Die Funktionen, Sinneswahrnehmungen, auch Teilleistungen genannt, sind bei legasthenen/dyskalkulen Kindern different. Sie haben eine andere Wahrnehmung, sehr schnelle Gedankengänge, die sie am richtigen Schreiben, Lesen oder Rechnen hindern. Diese Kinder brauchen eine längere Zeit, um sich mit Symbolen problemlos auseinanderzusetzen, und sie müssen wesentlich vertiefender Wortbilder oder Rechenprozesse erlernen.
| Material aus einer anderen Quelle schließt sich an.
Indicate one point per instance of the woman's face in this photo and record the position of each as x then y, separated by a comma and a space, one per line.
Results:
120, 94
Wichtig ist es zu wissen, welche Sinneswahrnehmungen different sind, denn es ist in keiner Weise so, dass alle Teilbereiche betroffen sein müssen.Weiters ist es wichtig, dass nicht alle Sinneswahrnehmungen gleichzeitig, sondern ein Teilbereich nach dem anderen trainiert und verbessert wird. Die Schwierigkeitsstufe der Übungen muss individuell nach dem jeweiligen Stand des Kindes gewählt werden. Das Kind soll nicht über-, aber auch nicht unterfordert werden und soll genügend Erfolgserlebnisse haben, damit es die Freude am Training nicht verliert. Jede sinnvolle Übung zur Verbesserung der Sinneswahrnehmungen kann im Rahmen des Funktionstrainings verwendet werden!

Funktionen 1

Symptom

Das Symptomtraining ist das Arbeiten an den Fehlern. Auch legasthene/ dyskalkule Kinder erlernen das Schreiben, Lesen und Rechnen durch das Üben. Wichtig ist nur, dass das Erlernen und Vertiefen langsam und stetig passiert und mit der Steigerung der Aufmerksamkeit und der Schärfung der Sinneswahrnehmungen einhergeht. Das Lernen muss mit allen Sinnen erfolgen. Das legasthene/dyskalkule Kind begreift am besten durch das Angreifen. Man sollte daher dem Kind ermöglichen, sich Buchstaben und Wortbilder auch dreidimensional zu merken. Viele Wörter werden zwar auf herkömmliche Art und Weise gespeichert, indem die Kinder von der Tafel oder vom Schul- ins Hausübungsheft schreiben. Doch meistens sind es die einfachen, sogenannten leichten Wörter, die sie absolut nicht behalten können. Hier kann eine dauerhafte Abspeicherung nur durch genaue Worterarbeitung gewährleistet werden. Eine persönliche Fehlerwörterliste des Kindes ist zu erstellen, diese ist dann kontinuierlich abzuarbeiten.

Symptom
Um festzustellen, welche Sinneswahrnehmungsbereiche betroffen sind, wird im Vorfeld ein pädagogisches Testverfahren durchgeführt.